第2話 ハイラントフリートは魔女の家
「さて、我々は組織だ」
翌朝。雪も止んだ。
アリーはエルスベトと二人っきりで、自室としている三階へ上がり事前説明を行う。
ほぼ何も飾った家具の無い、かつ散らかった無骨な部屋で、アリーはベッドへ、エルスベトは木の椅子に腰かけていた。
朝焼けの光に、エルスベトの赤茶の髪が照らされて綺麗に輝いている。
「組織の頭はこの私。構成員は全て魔女だが、それは一般と変わり得る根拠にはならない。無論、命令には従ってもらうからね。エルザ」
彼女にニックネームを与えたアリーは、一応の拘束があることを念押しした。
エルザはその呼び名が嬉しくて、うんうんと元気よく頷く。
ハイラントフリートは、こうして魔女たちを束ねた組織。
首はアウレリアその人であり、その威勢良い団名とは裏腹に静かな生活を営む家族だ。
「そして目的だ。これについてはその都度変わるが、根本は我らの共存、生活の維持だ。今は収入のために木こりをしているが、食料の調達だとか、畑もやっている。だが、近頃情勢は物騒だ。いつゴタゴタに巻き込まれるかも分からない」
アリーは近年の隣接国との領土をめぐるにらみ合いについて言及した。
この国に住まう以上、それは魔女といえど無関係ではない話だった。
「そこで今日から、エルザには魔女の訓練を課す。なぁに、しばらく外働きは他の者に任せていい。

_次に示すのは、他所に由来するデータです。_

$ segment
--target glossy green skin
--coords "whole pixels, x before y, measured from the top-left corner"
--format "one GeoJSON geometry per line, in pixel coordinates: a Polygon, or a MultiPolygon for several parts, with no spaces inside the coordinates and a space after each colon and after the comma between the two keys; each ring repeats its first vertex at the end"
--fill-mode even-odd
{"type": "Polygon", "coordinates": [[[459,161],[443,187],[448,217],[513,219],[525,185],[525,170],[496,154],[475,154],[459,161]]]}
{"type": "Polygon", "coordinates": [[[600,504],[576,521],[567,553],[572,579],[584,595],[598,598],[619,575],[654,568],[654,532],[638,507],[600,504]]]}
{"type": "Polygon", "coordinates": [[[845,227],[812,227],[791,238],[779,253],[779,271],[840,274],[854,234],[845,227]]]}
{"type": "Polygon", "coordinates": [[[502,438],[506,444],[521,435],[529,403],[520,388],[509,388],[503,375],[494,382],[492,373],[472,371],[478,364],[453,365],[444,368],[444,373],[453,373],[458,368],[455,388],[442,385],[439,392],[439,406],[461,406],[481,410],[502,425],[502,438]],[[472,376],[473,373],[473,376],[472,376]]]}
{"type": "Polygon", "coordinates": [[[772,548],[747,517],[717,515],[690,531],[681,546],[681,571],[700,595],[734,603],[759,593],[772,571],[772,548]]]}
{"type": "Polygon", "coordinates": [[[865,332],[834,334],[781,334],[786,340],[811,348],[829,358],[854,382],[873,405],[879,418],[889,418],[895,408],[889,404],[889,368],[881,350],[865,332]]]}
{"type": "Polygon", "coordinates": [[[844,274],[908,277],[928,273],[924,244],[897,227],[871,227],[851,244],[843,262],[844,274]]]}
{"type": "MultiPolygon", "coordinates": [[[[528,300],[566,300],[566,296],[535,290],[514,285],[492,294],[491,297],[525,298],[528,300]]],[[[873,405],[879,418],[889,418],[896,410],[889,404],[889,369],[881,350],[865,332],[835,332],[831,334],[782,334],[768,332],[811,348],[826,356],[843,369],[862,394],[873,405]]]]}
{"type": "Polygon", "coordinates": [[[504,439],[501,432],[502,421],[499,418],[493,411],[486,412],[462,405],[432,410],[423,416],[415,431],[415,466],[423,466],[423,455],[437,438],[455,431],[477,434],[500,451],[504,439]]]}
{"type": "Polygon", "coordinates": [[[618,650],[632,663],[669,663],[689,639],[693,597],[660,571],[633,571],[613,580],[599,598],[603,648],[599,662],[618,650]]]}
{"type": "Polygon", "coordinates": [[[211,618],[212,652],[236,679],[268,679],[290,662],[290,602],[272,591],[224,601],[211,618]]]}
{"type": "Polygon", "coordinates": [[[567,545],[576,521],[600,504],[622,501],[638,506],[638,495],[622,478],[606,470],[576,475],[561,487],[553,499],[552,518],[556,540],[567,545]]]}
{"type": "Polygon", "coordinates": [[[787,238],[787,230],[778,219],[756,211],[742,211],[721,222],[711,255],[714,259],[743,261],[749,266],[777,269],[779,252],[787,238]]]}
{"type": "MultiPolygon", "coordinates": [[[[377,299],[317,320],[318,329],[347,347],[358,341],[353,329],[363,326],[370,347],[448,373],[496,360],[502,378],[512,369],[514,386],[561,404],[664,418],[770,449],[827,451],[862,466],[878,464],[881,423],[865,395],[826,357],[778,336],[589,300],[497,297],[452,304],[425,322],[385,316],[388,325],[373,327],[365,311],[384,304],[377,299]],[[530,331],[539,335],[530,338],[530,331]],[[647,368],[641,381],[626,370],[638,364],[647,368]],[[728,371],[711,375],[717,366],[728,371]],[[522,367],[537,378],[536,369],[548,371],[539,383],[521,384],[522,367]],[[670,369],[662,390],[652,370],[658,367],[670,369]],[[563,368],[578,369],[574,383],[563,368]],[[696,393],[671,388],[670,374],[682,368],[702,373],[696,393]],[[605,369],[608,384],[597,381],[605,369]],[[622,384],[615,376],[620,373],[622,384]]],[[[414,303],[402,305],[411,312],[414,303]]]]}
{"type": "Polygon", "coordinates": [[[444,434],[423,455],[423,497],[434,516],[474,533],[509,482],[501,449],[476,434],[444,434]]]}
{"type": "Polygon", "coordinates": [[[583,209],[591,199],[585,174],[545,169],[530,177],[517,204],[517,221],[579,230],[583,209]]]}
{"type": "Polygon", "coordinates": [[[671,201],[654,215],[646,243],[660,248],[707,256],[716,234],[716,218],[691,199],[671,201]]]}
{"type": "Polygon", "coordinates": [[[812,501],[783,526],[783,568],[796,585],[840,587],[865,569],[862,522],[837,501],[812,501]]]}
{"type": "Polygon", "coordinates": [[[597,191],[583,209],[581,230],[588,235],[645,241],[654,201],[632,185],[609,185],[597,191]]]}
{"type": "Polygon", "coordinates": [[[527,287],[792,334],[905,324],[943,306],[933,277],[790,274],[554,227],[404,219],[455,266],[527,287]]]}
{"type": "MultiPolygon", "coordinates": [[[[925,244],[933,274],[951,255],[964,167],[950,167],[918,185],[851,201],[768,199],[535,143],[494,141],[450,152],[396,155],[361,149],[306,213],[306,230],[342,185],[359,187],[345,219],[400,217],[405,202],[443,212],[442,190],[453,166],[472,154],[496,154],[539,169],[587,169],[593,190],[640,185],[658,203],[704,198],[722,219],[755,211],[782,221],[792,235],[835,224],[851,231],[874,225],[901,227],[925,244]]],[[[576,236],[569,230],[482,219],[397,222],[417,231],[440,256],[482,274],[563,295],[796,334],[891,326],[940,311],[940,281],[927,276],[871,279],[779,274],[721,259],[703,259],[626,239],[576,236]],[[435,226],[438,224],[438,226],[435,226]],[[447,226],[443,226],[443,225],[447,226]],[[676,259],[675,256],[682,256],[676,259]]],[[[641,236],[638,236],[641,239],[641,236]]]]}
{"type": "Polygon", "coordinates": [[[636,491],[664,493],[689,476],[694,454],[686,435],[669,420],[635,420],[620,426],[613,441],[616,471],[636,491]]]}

命あっての生活だからな」
アリーはエルザの肩をぽんぽんと叩き、下の階へ降りる。
「ついて来な」
「あ、アリー様おはよう!」
二人が一階へ降りると、起きだしていた少女があいさつをする。
真っ赤に染め上げた髪を右側に掻き寄せて、左のこめかみには二本の剃りこみを入れている厳つい風貌の女性だ。
アリーは彼女をマーシャと呼び、応と返した。
マーシャは外身とは裏腹に、誰よりも早く起きて朝ごはんを用意しているような女だった。
昨晩不在だった彼女は、無口なエルザに声をかけた。
「おー! 新入りちゃん? いつきたの?」
エルザは話慣れていないのか、おどおどした様子でぺこぺこお辞儀をするばかり。
経緯はアリーが補足し、そのあと彼女はエルザにそっと耳打ちする。
「あの怖いお姉さん、ああ見えて家では一番のお母さんだ。緊張せず甘えるといいよ」
半分聞こえていたのか、髪をいじったマーシャはそそくさと料理に手を戻す。
すると今度は、ソファでぐっすり寝ている男性に目がいった。
少女ばかりで見慣れないが、今度は大柄のガッチガチの男だ。
エルザは経験ゆえ男性に恐怖があるのか、アリーの後ろにそっと隠れるようにする。
「ん? あーあー。平気だよエルザ。彼はドロノフ。この家の番人だ。この上なく優しい男さ。彼は周りに姓で呼ばせているから、ドロノフと呼ぶようにね」
銀髪のオールバックに頑丈そうな体躯。一見では後ずさりせざるを得ない見た目だが、アリーは安心するよう説いた。
「だがいくら魔女と言っても、やはり女より男が強い。力仕事も夜の番も彼任せで、少々悪いとは思うんだが、ね。彼は基本、マーシャの起きる時間から昼までは寝ているから、用がある際は忘れぬように」
エルザは主人の袖を握りながら頷いた。
二人はまだ震える寒さの朝霜に繰り出し、近くの林へ潜った。
しばらく行くと山小屋が見え、そこが訓練に使っている休憩拠点であるらしい。
小屋に近付くと、何やら大きなモノが横たわっているのがわかった。
エルザが目を細め確認してみると、それが動物の死骸であることが分かった。
ひっ、とたじろぐエルザ。
「イノシシか。こりゃ上物だ」
丸々太った大きなイノシシ。この牙を退け討ち果たしたのはいったい何の怪物だとびくびくしていたエルザだが、彼女を小屋で待っていたのは、黒い肌と真っ白に脱色された髪の、風変わりで華奢な少女だった。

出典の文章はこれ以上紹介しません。